The G90 prototype spied way back in February was clad in a full-body padded covering. This latest car is just wearing disguise tape, so we can see many of its design features more clearly.
Up front, the G90 continues with the brand’s now familiar oversized five-point shield grille flanked by a pair of two-bar LED headlight strips.
The profile of the new car has the long bonnet and upright cabin elements expected of a car designed to ferry around the rich, famous and powerful.
This has been fused with a faster rake for the rear window and a drooping boot line to give the feel of a more sporting sedan. Flush-fitting pop-out door handles help with the aero, and keeps Genesis in step with the German Joneses.
The intricate star-shape pattern for the alloy wheels is another attention-grabbing design choice, while the additional side window behind the rear door has shades of the Lexus LS about it.

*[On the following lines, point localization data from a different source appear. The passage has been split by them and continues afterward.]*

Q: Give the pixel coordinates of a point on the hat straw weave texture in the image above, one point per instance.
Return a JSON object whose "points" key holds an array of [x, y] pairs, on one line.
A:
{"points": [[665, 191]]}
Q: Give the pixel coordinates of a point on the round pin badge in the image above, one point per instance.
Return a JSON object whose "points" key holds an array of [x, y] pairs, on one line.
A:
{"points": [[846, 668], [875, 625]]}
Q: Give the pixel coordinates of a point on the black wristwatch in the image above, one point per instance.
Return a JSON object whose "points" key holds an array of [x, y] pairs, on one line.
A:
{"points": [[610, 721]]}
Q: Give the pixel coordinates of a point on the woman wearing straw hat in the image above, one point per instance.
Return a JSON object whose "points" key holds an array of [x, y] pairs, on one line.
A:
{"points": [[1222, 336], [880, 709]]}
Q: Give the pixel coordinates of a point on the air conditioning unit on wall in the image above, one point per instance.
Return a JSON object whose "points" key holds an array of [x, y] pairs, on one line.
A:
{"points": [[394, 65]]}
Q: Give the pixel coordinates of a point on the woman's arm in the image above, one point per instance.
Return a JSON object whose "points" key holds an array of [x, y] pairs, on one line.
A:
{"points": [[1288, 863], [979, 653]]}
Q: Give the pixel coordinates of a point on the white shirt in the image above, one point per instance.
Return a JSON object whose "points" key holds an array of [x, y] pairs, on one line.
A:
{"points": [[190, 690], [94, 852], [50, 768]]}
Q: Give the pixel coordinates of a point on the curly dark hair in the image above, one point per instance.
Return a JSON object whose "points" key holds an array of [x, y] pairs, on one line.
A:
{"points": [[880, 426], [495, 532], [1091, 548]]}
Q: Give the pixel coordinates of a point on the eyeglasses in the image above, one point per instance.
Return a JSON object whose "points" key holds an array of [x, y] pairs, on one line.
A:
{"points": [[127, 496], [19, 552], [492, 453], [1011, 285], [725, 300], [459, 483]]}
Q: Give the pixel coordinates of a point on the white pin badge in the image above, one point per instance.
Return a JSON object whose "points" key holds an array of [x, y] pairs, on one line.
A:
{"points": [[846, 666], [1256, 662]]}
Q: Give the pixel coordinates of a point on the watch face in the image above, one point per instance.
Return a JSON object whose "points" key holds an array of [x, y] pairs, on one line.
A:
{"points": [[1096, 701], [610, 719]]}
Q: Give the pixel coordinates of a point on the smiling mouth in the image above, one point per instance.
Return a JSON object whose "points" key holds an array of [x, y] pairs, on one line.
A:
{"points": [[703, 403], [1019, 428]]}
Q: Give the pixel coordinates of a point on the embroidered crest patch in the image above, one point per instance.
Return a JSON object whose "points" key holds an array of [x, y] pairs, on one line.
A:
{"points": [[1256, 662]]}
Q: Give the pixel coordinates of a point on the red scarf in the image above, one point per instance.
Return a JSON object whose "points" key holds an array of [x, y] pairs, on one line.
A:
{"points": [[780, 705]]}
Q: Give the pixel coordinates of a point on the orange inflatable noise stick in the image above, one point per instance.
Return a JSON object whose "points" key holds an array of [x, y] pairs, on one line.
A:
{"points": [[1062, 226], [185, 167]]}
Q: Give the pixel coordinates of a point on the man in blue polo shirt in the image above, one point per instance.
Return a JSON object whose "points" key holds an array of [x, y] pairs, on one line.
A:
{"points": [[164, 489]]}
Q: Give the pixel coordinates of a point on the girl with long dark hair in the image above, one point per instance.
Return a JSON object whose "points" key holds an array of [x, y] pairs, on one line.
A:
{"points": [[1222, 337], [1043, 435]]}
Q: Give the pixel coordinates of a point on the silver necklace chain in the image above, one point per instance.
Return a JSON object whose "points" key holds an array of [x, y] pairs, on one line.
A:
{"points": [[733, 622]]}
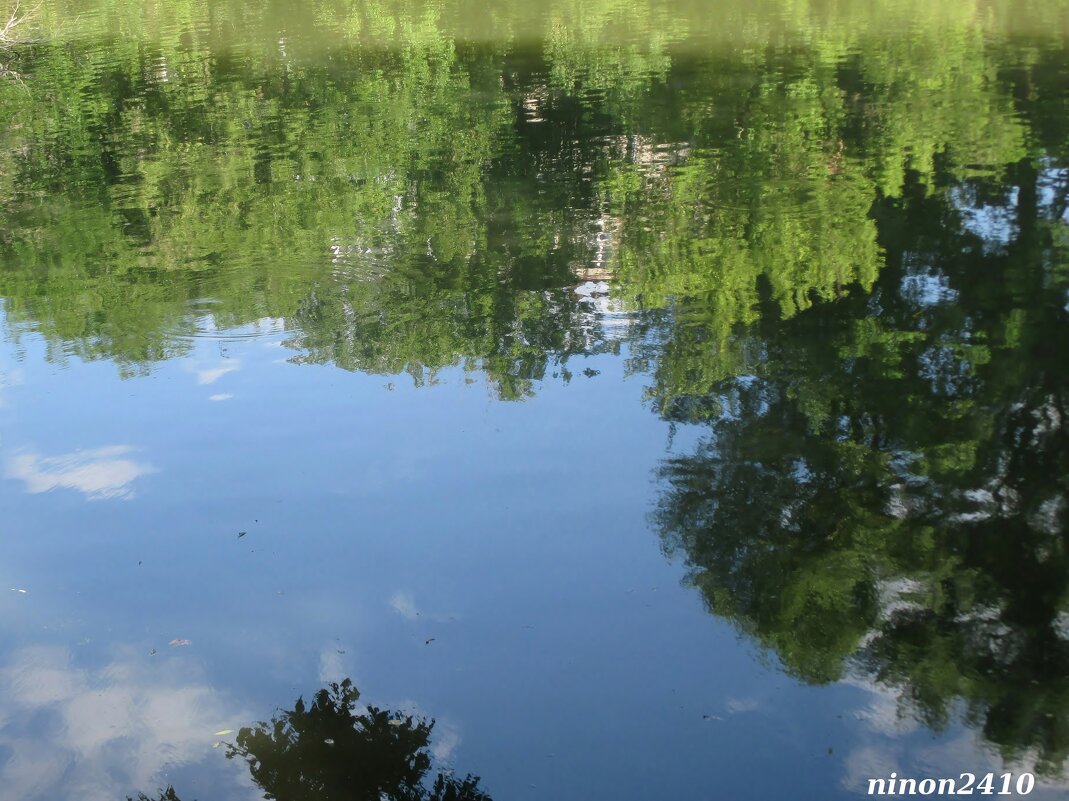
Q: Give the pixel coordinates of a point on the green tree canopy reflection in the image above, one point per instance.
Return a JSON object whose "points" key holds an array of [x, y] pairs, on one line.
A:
{"points": [[883, 487]]}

Our photography agency also managed to snap a few shots of the sedan’s interior, which features a distinctive two-spoke steering wheels, and two large displays separated by a sweep of leather and metal.
Interestingly for a luxury-focussed sedan, the G90’s vents are underscored by a wedge of carbon-fibre-like material.
The G90 is the brand’s flagship sedan, and was launched in 2015. Originally sold as the EQ900 in its home market, the naming was unified in 2019 when a dramatic redesign was unveiled, bringing the range-topper into line with the brand’s current design theme.
At present, the G90 is available with a twin-turbo 3.3-litre V6 and a naturally-aspirated 5.0-litre V8.
The G80’s 279kW/530Nm 3.5-litre twin-turbo V6 is likely to be base engine offering in the second-generation G90, while an electric version seems to be on the cards too, with Hyundai filing a trademark request for the G90e name.
If you’re looking forward to a Korean alternative to the Mercedes-Benz S-Class, don’t hold your breath.
The current G90 is currently a left-hand drive-only proposition, and the given the minuscule pool of potential sales in the UK, Japan and Australia, the new car is likely to maintain this tradition.